Does this construction rely on the axiom of choice? Let $X = \{0,1\}$. We define $f: \mathbb Z_+ \rightarrow X^\omega$ as $$f(n) = (\underbrace{0,...0}_{n-1},1,0...)$$ According to my understanding of the choice axiom, $f$ shouldn't rely on it. Let us now define another very similar construction. Let $A = \{\{x_i\}\}_{i \in \mathbb Z_+}$ be an indexed family, where $x_i = (\underbrace{0,...,0}_{i-1},1,0...) \in X^\omega$. Now there exists ($A$ is a collection of nonempty sets) a choice function $$c: A \rightarrow \bigcup_{i \in \mathbb Z_+} \{x_i\}$$ where $c(\{\{x_i\}\}) = x_i, \forall i \in \mathbb Z_+$. If we now define $g: \mathbb Z_+ \rightarrow A$ such that $g(i) = \{\{x_i\}\}, \forall i \in \mathbb Z_+$ does $g \circ c$ rely on the axiom of choice? Clearly $g \circ c$ and $f$ are almost the same, but I'm not sure if defining $A$ or $g$ constitutes as making an arbitrary amount of choices. Note I am just learning to use the axiom of choice so my intuition isn't quite there yet, hence the question.
 A: When you are dealing with singletons there is no room for arbitrary choices. Therefore the axiom of choice is not necessary.
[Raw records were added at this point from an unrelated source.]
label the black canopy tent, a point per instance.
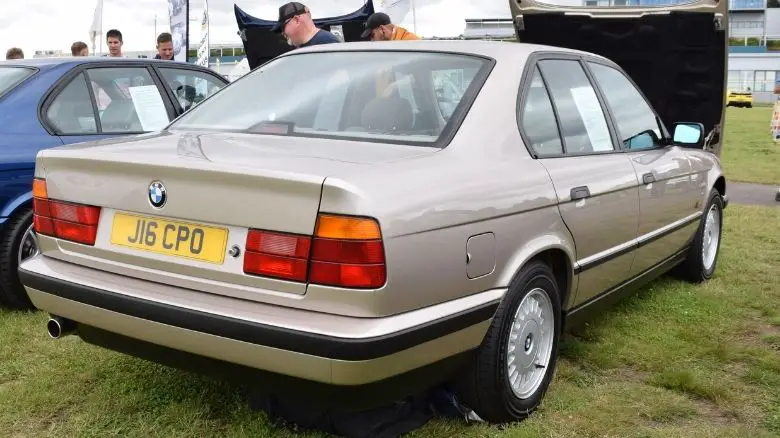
(262, 45)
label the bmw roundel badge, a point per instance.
(157, 194)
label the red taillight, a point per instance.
(277, 255)
(344, 252)
(63, 220)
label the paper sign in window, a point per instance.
(150, 107)
(589, 109)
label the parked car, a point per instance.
(46, 102)
(340, 231)
(742, 99)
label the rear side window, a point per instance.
(636, 121)
(538, 119)
(582, 120)
(10, 77)
(71, 111)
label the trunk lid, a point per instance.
(216, 184)
(676, 53)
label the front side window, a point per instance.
(189, 86)
(582, 120)
(636, 121)
(348, 95)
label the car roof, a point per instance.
(78, 60)
(492, 49)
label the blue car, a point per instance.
(50, 102)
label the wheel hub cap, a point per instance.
(530, 343)
(711, 237)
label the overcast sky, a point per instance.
(55, 24)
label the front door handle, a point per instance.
(581, 192)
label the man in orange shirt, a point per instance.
(379, 28)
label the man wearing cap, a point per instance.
(379, 28)
(297, 27)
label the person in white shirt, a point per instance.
(114, 43)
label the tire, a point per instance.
(485, 387)
(12, 293)
(697, 267)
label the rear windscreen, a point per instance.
(410, 98)
(12, 76)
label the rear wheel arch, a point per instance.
(720, 185)
(560, 263)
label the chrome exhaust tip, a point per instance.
(59, 327)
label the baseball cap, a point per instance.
(375, 20)
(287, 11)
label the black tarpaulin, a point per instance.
(261, 45)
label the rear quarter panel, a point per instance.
(483, 182)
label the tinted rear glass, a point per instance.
(13, 76)
(400, 97)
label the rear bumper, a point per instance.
(117, 308)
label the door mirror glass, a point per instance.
(688, 134)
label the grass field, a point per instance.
(749, 154)
(676, 360)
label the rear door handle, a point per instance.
(581, 192)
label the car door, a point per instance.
(668, 195)
(566, 128)
(188, 87)
(107, 101)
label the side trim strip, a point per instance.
(622, 249)
(261, 334)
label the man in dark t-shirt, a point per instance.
(297, 27)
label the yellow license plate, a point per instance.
(163, 236)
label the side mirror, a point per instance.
(689, 135)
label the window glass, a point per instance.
(582, 120)
(388, 97)
(538, 119)
(128, 100)
(190, 87)
(12, 76)
(450, 86)
(71, 111)
(636, 122)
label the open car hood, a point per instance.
(262, 45)
(677, 54)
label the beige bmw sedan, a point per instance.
(371, 215)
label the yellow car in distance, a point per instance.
(740, 98)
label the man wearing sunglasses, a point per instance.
(297, 27)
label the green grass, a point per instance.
(749, 153)
(675, 360)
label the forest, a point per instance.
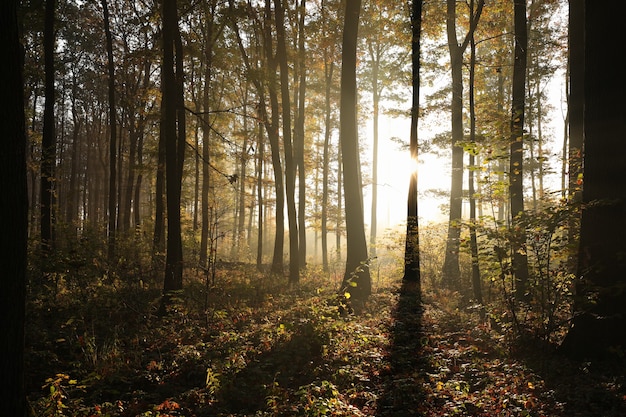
(312, 208)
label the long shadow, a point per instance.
(290, 363)
(403, 394)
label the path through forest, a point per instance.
(263, 350)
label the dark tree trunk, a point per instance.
(299, 138)
(575, 114)
(48, 142)
(357, 268)
(206, 134)
(451, 273)
(112, 223)
(290, 166)
(600, 304)
(13, 215)
(516, 171)
(476, 282)
(411, 250)
(170, 110)
(328, 75)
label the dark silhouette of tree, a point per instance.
(13, 215)
(112, 223)
(412, 250)
(600, 303)
(476, 282)
(516, 161)
(171, 122)
(290, 166)
(48, 141)
(451, 273)
(357, 280)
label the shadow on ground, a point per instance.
(403, 394)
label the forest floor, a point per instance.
(250, 347)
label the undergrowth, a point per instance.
(251, 346)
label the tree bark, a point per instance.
(13, 214)
(357, 280)
(600, 303)
(112, 223)
(412, 271)
(170, 111)
(48, 142)
(516, 171)
(290, 166)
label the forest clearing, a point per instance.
(262, 349)
(194, 194)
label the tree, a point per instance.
(48, 142)
(357, 280)
(385, 43)
(516, 161)
(600, 303)
(476, 281)
(13, 215)
(290, 166)
(171, 125)
(451, 272)
(112, 224)
(412, 250)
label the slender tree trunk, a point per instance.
(451, 271)
(206, 133)
(600, 303)
(290, 166)
(575, 112)
(516, 187)
(476, 281)
(357, 268)
(375, 115)
(13, 214)
(260, 202)
(328, 76)
(171, 101)
(412, 250)
(48, 143)
(112, 223)
(299, 138)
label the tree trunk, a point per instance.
(206, 134)
(516, 187)
(451, 277)
(575, 106)
(412, 251)
(357, 280)
(13, 214)
(476, 281)
(112, 223)
(48, 142)
(290, 167)
(299, 139)
(600, 303)
(170, 111)
(328, 75)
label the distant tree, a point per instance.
(13, 215)
(476, 281)
(600, 304)
(290, 166)
(357, 269)
(48, 142)
(412, 249)
(171, 90)
(451, 271)
(516, 161)
(112, 223)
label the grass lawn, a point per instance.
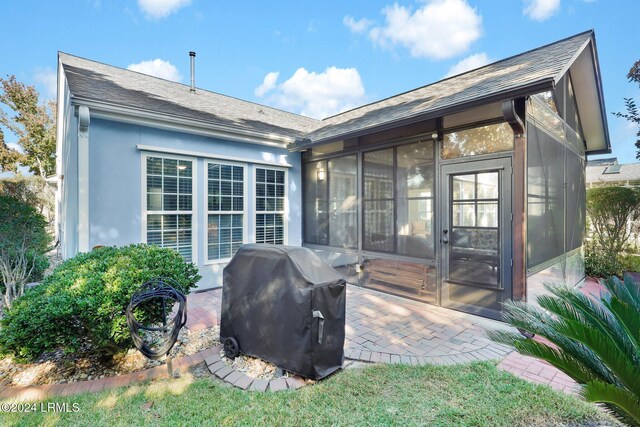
(475, 394)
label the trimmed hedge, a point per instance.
(83, 301)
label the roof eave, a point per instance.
(532, 88)
(116, 112)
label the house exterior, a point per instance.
(462, 193)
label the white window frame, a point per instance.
(284, 212)
(245, 212)
(194, 200)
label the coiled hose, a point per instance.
(164, 289)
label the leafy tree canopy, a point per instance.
(632, 114)
(32, 123)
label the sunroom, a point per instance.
(466, 192)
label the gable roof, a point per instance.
(531, 72)
(621, 173)
(136, 94)
(106, 85)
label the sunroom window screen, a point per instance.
(225, 205)
(270, 196)
(169, 204)
(331, 204)
(399, 200)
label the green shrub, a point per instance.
(600, 263)
(630, 263)
(611, 210)
(23, 243)
(83, 301)
(594, 341)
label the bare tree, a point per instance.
(34, 125)
(23, 243)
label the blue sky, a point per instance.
(316, 58)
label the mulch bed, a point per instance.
(60, 368)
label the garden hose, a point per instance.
(164, 289)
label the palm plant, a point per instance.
(594, 341)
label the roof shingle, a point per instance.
(95, 81)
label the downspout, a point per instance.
(513, 111)
(83, 179)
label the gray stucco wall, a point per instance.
(68, 178)
(115, 181)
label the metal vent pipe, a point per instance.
(192, 55)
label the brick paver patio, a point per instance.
(379, 328)
(385, 328)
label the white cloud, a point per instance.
(314, 94)
(359, 26)
(471, 62)
(439, 29)
(540, 10)
(158, 9)
(48, 79)
(268, 84)
(158, 68)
If we have a set of singletons $A$, we can easily describe a choice function: $F(\{a\})=a$. In other words, if $u$ is in $A$, then we know that there is a unique $a$ such that $u=\{a\}$, therefore map $u$ to this unique $a$.
Now, since you wrote $A$ already as the image of a function $g(i)=\{\{x_i\}\}$, there was really no involvement of the axiom of choice.

A modicum of intuition about choice.
The axiom of choice is needed when you do not have a uniform way to specify elements from your set. That means that you cannot identify some property that exactly one element from each set will satisfy. 
When we say property, we allow it to depend on parameters, or be very complicated such as "if the set is finite and has $3$ elements, choose this and that; if the set has infinitely many elements ...", it just needs to provably select a single member from each member of the family.
One example of a "complicated property" can be given when the family is finite. Then we can prove by induction on the size of the family that there is a choice function. This means that we can instantiate a choice function, and define the property as being the chosen element. 
But to your case here, where we're only dealing with sets that have exactly one element, then it's easy to uniformly define  a single element from each singleton. Well, it's that element. 
Another example is if we are given a set with three elements, $\{a,b,(a,b)\}$ (where $(a,b)$ is the ordered pair $a,b$), then I can either choose the ordered pair, or I can choose the left one, or I can choose the right one. Or I can mix them.